The Electric Kool-Aid Acid Test - Tom Wolfe (1968)
Tom Wolfe's iconic book about the LSD tests conducted around the country by Ken Kesey and The Merry Pranksters encapsulated the anti-establishment undercurrent of the sixties. Where Buffalo Springfield described the sentiment as one of "battle lines being drawn," Wolfe gave the prevailing belief much more considered treatment, ultimately describing the feelings of the times with the salvo, "you're either on the bus or off the bus." The phrase stemmed from Furthur, the Day-Glo painted bus that carted the Pranksters around the country. This attitude inspired much of the early classic rock from the sixties and seventies that endures today and Wolfe shows how the rebelliousness and experimentation of the sixties mixed with the acid tests to create the perfect, less visceral, mixture of sex, drugs and rock and roll. Amongst the characters populating Wolfe's tale: Jack Kerouac inspiration Neal Cassady, Gonzo journalist Hunter S. Thompson, The Hells Angels and The Warlocks, who after their first set of high-profile gigs at the Acid Tests became the Grateful Dead. Within Wolfe's insightful, descriptive pages lies the intellectual inspiration for the "acid rock" genre.
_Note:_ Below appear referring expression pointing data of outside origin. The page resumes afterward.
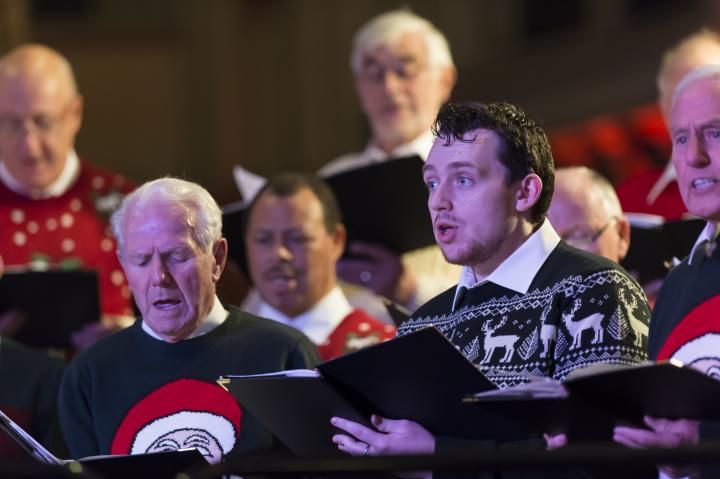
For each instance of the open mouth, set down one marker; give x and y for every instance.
(701, 184)
(166, 304)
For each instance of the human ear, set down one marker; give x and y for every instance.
(528, 192)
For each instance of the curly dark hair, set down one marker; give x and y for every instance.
(524, 148)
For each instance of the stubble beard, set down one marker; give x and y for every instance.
(473, 253)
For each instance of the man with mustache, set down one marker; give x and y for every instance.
(527, 303)
(294, 239)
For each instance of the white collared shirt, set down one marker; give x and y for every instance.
(709, 233)
(218, 314)
(67, 178)
(373, 154)
(519, 269)
(319, 321)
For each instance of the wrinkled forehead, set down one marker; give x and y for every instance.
(33, 93)
(699, 100)
(399, 47)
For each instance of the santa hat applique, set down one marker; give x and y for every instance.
(703, 320)
(178, 405)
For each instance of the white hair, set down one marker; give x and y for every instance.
(684, 48)
(701, 73)
(388, 27)
(205, 217)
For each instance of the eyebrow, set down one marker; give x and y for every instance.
(714, 123)
(461, 164)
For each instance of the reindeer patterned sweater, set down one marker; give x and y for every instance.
(577, 309)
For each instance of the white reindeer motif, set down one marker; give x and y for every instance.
(576, 328)
(636, 325)
(491, 342)
(548, 332)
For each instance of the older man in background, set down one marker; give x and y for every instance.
(685, 323)
(403, 73)
(54, 207)
(656, 192)
(586, 213)
(294, 239)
Parental Advisory: Music Censorship In America - Eric Nuzum (2001)Ice-T's "Cop Killer" and Bob Marley/Eric Clapton's "I Shot The Sheriff" both described and celebrated the killing of law enforcement authorities: one became a lightning rod for censorship in music; the other became a #1 hit. Noting that censorship has less to do with defining appropriate expression than it does with defining appropriate people, Eric Nuzum boils all censorship movements down to their basic ingredients: racism, classism and elitism. In his treatise, Nuzum covers the multitude of censorship movements that have beset rock and roll since the mid-fifties, giving extensive treatment to Tipper Gore's poorly devised and conceived Parents Music Resource Council and the congressional hearings that made Frank Zappa and Dee Snider First Amendment poster boys. Nuzum also addresses the "Suicide Solution" and Judas Priest lawsuits that threatened to chill free expression in rock music. In a daring venture that goes hand in hand with a discussion of the various efforts to censor Marilyn Manson in the aftermath of the Columbine Shootings, Nuzum delivers an interesting aside on the Alistair Crowley's Church of Satan that dispels some of the more popularly held myths about the institution. More than just fascinating anecdotes, Nuzum explores censorship's root causes showing how the sociological conditions that have given rise to battles against the First Amendment in the past will continue to persist into the future.